Plongé dans l'effervescence de cet univers de parole, Maupassant ne pouvait manquer de questionner la spécificité de l'écriture littéraire. Tout en lui donnant les moyens d'étendre ses relations aux plus grands salons parisiens (celui de Mme Adam, de la princesse Mathilde, par exemple), l'exercice journalistique aiguise aussi chez le romancier la conscience de la liberté propre à la fiction. Et Bel-Ami offre une expression privilégiée de cette réflexion : on y voit en effet Duroy s'initier péniblement à l'exercice de la chronique, peiner devant la page blanche, puis acquérir les ficelles d'un métier qui joue beaucoup du recyclage et des effets rhétoriques. Différentes leçons d'écriture jalonnent le roman ; la première, celle de Madeleine Forestier, met l'accent sur la nécessité propre à la chronique de susciter une relation de familiarité avec le lecteur, directement pris à partie par le choix d'une forme prétendument épistolaire : « D'abord, nous supposons que vous adressez à un ami vos impressions, ce qui vous permet de dire un tas de bêtises, de faire des remarques de toute espèce, d'être naturel et drôle, si nous pouvons6. » Saint-Potin, au chapitre suivant, enseigne au jeune homme l'art du ragot mondain, qui doit répondre mot pour mot à l'attente du lectorat : « Vous êtes encore naïf, vous ! Alors vous croyez comme ça que je vais aller demander à ce Chinois et à cet Indien ce qu'ils pensent de l'Angleterre. Comme si je ne le savais pas mieux qu'eux, ce qu'ils doivent penser pour les lecteurs de La Vie française7. » Plus loin, Duroy s'essaie, seul, à la rédaction d'une nouvelle chronique ; mais la leçon s'apparente ici à un contre-modèle, car les procédés employés accumulent les erreurs et la confusion des genres, tombant dans le mauvais roman « romanesque » si souvent condamné par les naturalistes : « Il continua l'aventure commencée par Mme Forestier, accumulant des détails de roman-feuilleton, des péripéties surprenantes et des descriptions ampoulées, avec une maladresse de style de collégien et des formules de sous-officier8. »

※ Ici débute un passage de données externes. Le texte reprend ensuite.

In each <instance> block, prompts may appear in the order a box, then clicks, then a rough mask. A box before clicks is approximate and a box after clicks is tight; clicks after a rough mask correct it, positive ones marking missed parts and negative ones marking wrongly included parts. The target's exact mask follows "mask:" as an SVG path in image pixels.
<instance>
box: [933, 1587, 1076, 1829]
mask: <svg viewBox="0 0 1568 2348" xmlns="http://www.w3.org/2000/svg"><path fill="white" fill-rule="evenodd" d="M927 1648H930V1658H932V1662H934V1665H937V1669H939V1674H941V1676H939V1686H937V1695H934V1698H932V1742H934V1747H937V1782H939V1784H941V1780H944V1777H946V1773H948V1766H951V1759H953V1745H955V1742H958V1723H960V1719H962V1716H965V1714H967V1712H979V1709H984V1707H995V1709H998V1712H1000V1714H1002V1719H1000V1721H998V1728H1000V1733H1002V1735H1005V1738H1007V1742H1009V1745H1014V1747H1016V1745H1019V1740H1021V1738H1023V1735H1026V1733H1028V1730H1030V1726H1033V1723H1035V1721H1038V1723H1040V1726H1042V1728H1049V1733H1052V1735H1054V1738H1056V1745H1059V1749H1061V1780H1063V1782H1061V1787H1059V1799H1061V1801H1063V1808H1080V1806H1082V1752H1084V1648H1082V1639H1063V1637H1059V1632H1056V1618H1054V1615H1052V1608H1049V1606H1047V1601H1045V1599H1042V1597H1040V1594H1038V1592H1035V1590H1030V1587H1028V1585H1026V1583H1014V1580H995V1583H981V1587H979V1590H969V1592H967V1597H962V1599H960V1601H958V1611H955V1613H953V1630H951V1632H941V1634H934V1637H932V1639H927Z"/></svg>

Ce n'est que dans la seconde moitié du roman que le héros semble avoir tout à fait assimilé la méthode de l'écriture journalistique. En l'occurrence, la clé du succès est ici de préférer la réécriture à l'inédit – qu'il s'agisse de colporter des nouvelles déjà diffusées par d'autres journaux, ou de maquiller par quelques artifices un texte déjà publié. Ainsi le premier article de Duroy, « Souvenirs d'un chasseur d'Afrique », qui avait assuré ses débuts à la Vie française, reparaît-il, à l'occasion de l'affaire marocaine, « débaptisé, retapé et modifié » sous le titre « De Tunis à Angers » : « En trois quarts d'heure, la chose fut refaite, rafistolée, mise au point, avec une saveur d'actualité, et des louanges pour le nouveau cabinet9. » Ailleurs, c'est le « discours plein d'esprit » d'un député de la droite qui nourrit dix articles du héros, achevant ainsi « toute sa série interrompue lors de ses débuts au journal ».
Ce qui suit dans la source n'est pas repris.